The online prediction service scales the number of nodes it uses to maximize the number of requests it can handle without introducing too much latency. To do that, the service:

  • Allocates some nodes the first time you request predictions after a long pause in requests.
  • Scales the number of nodes in response to request traffic, adding nodes when traffic increases, and removing them when there are fewer requests.
  • Keeps at least one node ready to handle requests even when there are none to handle. It then scales down to zero by default when your model version goes several minutes without a prediction request (but if you like, you can specify a minimum number of nodes to keep ready for a given model).

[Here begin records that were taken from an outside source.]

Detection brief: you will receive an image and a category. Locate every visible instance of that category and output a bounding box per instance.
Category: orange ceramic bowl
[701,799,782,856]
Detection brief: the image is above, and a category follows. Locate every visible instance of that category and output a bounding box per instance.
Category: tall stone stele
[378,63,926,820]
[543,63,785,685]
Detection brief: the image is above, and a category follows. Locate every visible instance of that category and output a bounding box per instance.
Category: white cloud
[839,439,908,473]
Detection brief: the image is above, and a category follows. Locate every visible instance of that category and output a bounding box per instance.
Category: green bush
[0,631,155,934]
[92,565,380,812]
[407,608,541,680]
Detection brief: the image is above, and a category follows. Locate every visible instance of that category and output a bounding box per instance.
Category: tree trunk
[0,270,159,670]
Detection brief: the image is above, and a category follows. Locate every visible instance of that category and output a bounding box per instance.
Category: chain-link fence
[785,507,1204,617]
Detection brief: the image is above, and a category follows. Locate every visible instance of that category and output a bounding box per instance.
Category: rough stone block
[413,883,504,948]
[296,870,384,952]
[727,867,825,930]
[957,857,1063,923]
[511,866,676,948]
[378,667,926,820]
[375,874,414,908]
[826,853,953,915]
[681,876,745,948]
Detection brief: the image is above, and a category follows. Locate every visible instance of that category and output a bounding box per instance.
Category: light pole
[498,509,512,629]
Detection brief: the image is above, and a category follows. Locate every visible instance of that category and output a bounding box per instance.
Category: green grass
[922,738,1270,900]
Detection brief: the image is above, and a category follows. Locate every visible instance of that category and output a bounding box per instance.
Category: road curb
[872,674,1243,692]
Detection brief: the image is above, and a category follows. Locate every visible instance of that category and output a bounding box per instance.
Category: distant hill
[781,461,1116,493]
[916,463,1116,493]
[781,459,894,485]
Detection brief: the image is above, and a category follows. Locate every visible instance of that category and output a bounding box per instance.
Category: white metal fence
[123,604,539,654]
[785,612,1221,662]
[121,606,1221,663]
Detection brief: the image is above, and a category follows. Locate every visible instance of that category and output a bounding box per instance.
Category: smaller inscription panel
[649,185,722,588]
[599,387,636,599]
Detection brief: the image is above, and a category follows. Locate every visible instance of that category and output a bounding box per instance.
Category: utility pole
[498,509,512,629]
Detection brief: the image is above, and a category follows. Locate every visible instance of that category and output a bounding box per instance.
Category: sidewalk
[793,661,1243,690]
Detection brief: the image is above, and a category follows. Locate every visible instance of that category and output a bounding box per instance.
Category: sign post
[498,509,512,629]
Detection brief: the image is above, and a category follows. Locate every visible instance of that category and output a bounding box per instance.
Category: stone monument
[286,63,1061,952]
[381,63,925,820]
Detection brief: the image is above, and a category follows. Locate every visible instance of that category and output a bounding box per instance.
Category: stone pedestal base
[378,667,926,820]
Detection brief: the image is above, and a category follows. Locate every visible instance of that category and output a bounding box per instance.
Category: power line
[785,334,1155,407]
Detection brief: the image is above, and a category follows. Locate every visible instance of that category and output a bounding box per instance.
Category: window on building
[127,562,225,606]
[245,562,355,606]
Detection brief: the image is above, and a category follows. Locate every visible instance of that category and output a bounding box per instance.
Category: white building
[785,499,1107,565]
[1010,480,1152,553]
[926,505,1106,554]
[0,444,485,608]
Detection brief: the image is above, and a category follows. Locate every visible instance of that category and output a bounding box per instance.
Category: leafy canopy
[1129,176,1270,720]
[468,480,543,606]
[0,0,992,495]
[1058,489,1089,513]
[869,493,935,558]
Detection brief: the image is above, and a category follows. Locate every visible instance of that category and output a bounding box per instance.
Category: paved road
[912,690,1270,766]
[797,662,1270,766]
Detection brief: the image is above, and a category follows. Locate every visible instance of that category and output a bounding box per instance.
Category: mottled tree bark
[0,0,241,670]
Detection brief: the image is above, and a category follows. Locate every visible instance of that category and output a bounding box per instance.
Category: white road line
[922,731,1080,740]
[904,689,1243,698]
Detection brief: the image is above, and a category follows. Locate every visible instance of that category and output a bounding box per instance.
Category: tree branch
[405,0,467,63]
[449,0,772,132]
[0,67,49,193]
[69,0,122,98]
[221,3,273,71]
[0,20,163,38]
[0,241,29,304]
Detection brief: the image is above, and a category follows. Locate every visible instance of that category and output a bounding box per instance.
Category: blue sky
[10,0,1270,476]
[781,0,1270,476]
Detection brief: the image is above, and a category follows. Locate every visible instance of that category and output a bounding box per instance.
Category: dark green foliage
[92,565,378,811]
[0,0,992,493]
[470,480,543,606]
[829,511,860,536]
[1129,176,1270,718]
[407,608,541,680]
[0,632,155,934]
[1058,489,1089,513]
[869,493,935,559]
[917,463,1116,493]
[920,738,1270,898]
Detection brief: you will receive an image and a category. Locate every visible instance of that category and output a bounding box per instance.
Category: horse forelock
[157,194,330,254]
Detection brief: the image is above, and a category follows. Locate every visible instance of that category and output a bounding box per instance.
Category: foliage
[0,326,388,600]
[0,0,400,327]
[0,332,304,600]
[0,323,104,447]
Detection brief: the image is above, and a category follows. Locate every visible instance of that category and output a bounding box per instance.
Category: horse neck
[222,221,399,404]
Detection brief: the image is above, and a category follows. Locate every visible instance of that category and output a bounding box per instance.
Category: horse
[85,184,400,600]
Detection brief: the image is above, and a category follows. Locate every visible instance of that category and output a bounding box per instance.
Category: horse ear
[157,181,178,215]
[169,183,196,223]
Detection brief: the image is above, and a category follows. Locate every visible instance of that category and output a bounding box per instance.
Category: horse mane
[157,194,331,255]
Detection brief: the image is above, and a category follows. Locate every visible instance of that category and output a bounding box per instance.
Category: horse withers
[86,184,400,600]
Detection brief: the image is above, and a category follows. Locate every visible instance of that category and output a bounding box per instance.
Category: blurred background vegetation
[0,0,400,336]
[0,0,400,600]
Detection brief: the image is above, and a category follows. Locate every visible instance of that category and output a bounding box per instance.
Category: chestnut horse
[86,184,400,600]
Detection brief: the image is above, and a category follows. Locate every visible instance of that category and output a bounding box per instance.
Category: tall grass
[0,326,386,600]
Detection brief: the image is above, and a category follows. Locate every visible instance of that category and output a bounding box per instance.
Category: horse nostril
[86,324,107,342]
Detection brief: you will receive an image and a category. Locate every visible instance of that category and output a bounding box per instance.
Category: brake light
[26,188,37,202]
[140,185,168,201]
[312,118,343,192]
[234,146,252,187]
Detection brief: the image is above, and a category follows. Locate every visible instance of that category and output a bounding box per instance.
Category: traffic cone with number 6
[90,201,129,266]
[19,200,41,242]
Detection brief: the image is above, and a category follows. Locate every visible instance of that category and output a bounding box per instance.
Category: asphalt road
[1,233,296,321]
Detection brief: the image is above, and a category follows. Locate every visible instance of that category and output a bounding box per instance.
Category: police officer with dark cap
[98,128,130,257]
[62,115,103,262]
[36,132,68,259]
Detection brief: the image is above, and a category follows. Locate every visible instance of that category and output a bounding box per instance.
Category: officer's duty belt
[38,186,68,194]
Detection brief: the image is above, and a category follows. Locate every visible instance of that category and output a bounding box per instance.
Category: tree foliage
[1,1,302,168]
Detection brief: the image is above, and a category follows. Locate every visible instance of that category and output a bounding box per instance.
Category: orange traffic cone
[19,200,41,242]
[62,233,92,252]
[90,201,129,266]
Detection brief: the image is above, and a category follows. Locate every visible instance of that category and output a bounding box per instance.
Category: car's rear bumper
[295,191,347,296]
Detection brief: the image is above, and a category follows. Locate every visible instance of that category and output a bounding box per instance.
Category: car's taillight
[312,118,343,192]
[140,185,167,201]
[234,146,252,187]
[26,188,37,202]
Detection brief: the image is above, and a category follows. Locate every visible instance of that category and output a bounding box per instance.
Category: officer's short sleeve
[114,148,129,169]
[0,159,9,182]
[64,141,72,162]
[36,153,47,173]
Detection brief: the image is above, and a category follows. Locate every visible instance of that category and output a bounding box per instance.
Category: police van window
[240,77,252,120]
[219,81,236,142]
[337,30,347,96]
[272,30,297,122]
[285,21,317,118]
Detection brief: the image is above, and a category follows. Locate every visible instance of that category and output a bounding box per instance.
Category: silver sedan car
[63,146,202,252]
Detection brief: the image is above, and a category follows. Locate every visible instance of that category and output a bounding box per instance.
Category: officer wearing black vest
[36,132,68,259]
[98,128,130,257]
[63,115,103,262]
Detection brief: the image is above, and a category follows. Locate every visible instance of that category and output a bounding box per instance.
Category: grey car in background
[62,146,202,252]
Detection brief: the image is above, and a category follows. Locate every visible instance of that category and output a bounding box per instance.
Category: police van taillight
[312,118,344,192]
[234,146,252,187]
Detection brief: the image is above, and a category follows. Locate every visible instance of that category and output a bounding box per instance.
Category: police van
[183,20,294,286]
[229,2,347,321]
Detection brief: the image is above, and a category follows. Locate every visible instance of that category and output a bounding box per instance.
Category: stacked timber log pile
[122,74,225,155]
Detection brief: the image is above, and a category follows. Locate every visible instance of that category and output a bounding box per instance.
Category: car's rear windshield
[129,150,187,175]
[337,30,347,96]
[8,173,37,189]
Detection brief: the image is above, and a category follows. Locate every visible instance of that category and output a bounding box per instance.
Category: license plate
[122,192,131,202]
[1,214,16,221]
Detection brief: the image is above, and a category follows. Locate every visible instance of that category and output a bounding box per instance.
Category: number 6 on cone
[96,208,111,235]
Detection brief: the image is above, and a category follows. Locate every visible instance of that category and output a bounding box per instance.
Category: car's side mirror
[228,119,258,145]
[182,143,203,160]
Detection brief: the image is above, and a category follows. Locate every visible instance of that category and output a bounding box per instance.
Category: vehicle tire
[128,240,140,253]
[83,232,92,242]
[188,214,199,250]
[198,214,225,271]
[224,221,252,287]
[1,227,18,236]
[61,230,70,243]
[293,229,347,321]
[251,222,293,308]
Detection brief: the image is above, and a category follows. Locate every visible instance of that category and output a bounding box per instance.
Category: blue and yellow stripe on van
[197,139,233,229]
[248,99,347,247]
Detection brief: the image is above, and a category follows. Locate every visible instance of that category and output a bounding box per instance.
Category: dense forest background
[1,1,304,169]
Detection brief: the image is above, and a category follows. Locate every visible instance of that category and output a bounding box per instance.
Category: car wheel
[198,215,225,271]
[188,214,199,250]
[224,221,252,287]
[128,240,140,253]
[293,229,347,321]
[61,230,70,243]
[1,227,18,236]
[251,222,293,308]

See the accompanying notebook for details on how to deploy your model so that you can use it to make predictions.

Once your model is serving with Cloud ML Engine Online Prediction, you can access it via a REST API. It’s easy to do this programmatically via the Google Cloud Client libraries or via gcloud.
gcloud is great for testing your deployed model, and the command looks almost the same as it did for the local version of the model:

gcloud ml-engine predict --model census --version v1 --json-instances test.json

The Cloud Console makes it easy to inspect the different versions of a model, as well as set the default version: You can list your model information using gcloud too.

Summary — and what’s next?

In this post, we’ve walked through how to configure and use the TensorFlow Estimator class, and tf.estimator.train_and_evaluate. They enable distributed execution for training and evaluation, while also supporting local execution, and provides consistent behavior across both local/non-distributed and distributed configurations.

For more, see the accompanying notebook. The notebook includes examples of how to run your training job on a Cloud ML Engine GPU cluster, and how to use Cloud ML Engine to do hyperparameter tuning.